Important to note that:

If you use Spot VMs in your node pool, surge upgrade values are ignored, because there is no availability guarantee for Spot VMs. During an upgrade, old nodes are drained directly without waiting for surge (new) nodes that use Spot VMs to be ready which causes service disruption!!

To avoid service disruption, we should manually upgrade a node pool that uses Spot VMs when the upgrade recreates the node pool.
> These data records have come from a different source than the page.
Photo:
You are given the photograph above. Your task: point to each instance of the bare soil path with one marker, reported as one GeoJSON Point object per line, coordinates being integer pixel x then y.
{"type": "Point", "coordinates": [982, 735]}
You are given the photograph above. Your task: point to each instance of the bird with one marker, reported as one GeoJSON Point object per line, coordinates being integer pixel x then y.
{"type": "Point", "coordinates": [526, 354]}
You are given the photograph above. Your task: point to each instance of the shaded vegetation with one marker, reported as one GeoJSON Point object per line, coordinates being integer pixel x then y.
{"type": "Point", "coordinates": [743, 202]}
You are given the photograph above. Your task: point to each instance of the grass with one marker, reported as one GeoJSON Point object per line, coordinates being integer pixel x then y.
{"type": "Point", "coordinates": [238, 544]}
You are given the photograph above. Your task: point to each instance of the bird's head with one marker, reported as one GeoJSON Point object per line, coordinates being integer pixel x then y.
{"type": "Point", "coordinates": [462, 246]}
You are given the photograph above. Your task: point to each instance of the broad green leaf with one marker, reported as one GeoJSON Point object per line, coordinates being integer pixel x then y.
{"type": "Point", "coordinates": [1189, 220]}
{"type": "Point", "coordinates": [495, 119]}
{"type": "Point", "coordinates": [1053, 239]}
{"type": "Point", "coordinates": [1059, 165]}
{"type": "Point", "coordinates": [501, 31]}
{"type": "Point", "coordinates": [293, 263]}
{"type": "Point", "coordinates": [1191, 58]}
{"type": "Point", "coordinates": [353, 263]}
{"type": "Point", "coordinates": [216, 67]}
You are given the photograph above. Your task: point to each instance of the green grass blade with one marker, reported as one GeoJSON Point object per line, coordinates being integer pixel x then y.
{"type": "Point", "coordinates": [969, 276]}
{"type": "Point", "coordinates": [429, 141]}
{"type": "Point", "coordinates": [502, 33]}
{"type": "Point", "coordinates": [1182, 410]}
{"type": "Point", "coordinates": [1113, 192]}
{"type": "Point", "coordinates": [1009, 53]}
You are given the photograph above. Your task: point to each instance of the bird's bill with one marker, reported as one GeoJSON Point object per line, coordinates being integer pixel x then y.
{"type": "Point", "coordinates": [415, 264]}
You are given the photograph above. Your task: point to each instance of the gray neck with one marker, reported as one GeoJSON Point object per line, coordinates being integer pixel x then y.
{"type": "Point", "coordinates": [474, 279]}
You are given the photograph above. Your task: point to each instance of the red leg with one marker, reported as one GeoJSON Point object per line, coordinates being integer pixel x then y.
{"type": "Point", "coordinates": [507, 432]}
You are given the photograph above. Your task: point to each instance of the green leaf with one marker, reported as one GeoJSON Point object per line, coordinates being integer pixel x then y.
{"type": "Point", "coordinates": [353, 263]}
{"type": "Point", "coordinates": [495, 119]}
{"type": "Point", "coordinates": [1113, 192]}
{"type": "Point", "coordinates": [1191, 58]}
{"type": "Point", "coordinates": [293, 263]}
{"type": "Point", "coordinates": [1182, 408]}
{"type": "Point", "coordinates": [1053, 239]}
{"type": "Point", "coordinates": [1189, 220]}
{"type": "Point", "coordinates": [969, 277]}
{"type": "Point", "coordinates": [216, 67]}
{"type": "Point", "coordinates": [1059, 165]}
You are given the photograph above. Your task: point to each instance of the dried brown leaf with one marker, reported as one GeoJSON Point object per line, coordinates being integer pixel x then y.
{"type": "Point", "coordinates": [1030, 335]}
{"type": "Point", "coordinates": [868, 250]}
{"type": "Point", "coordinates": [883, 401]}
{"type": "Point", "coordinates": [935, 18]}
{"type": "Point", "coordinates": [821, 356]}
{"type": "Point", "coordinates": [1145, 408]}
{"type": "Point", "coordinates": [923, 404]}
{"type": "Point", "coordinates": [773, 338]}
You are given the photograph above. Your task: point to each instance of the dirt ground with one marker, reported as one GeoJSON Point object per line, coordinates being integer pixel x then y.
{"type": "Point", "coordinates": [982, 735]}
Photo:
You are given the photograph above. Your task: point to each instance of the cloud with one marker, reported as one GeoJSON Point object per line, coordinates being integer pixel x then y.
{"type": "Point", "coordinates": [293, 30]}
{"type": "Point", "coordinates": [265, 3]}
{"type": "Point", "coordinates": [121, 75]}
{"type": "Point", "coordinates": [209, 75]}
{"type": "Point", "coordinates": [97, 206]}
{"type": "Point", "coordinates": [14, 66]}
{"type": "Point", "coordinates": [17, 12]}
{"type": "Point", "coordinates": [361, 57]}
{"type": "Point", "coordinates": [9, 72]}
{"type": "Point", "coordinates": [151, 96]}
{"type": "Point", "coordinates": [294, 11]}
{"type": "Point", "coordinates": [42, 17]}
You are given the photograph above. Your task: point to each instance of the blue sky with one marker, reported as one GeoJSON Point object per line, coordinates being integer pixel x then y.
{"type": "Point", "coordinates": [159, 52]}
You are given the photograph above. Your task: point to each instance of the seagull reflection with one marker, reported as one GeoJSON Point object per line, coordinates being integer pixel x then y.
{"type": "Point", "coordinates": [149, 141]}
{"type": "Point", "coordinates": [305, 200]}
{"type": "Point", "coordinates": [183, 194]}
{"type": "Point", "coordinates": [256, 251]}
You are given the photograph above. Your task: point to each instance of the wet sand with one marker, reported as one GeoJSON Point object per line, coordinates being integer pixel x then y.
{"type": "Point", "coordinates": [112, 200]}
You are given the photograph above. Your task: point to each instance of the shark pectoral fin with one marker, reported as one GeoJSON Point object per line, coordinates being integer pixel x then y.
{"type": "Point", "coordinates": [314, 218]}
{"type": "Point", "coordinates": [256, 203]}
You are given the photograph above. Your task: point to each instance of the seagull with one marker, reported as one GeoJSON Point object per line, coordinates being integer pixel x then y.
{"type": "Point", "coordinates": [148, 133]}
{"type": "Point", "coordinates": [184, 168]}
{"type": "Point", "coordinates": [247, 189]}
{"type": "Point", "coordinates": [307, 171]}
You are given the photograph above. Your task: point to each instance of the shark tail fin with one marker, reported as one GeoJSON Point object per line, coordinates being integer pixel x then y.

Steps to migrate workload manually between node pools:

  • Disable auto scaling into current node pool. I used gcloud command on GKE cluster, you may use console, cli or anything of your choice

If you don't disable auto scaling, the drain operation, you will be doing later, will create more nodes into your current node pool instead of migrating workload to new node pool

gcloud container node-pools update NODE-POOL-NAME --cluster CLUSTER-NAME --no-enable-autoscaling
  • Create the new node pool with you choice of work such as cloud console, cli, Terraform, Ansible, etc.
  • Cordon the nodes in old node pool to mark them unschedulable, so that no new pods can be scheduled into them
kubectl cordon OLD-POOL-NODE-1 OLD-POOL-NODE-2 OLD-POOL-NODE-3
  • Drain each node in old node pool to migrate the workload to new node pool. Use --delete-emptydir-data --ignore-daemonsets to avoid error
kubectl drain OLD-POOL-NODE-1 --delete-emptydir-data --ignore-daemonsets

kubectl drain OLD-POOL-NODE-2 --delete-emptydir-data --ignore-daemonsets

kubectl drain OLD-POOL-NODE-3 --delete-emptydir-data --ignore-daemonsets
  • Once all nodes in old node pool are drained properly, you can delete the node pool

Conclusion

We know that spot VM makes significant difference in our cloud billing, but spot VM comes with its own challenges. In this post, I used GKE as a reference Kubernetes cluster, but I guess the scenario is similar into other cloud platforms. I would like to hear your observations about using Spot VMs in a Kubernetes cluster from you. Thanks for your time to read this article! Cheers!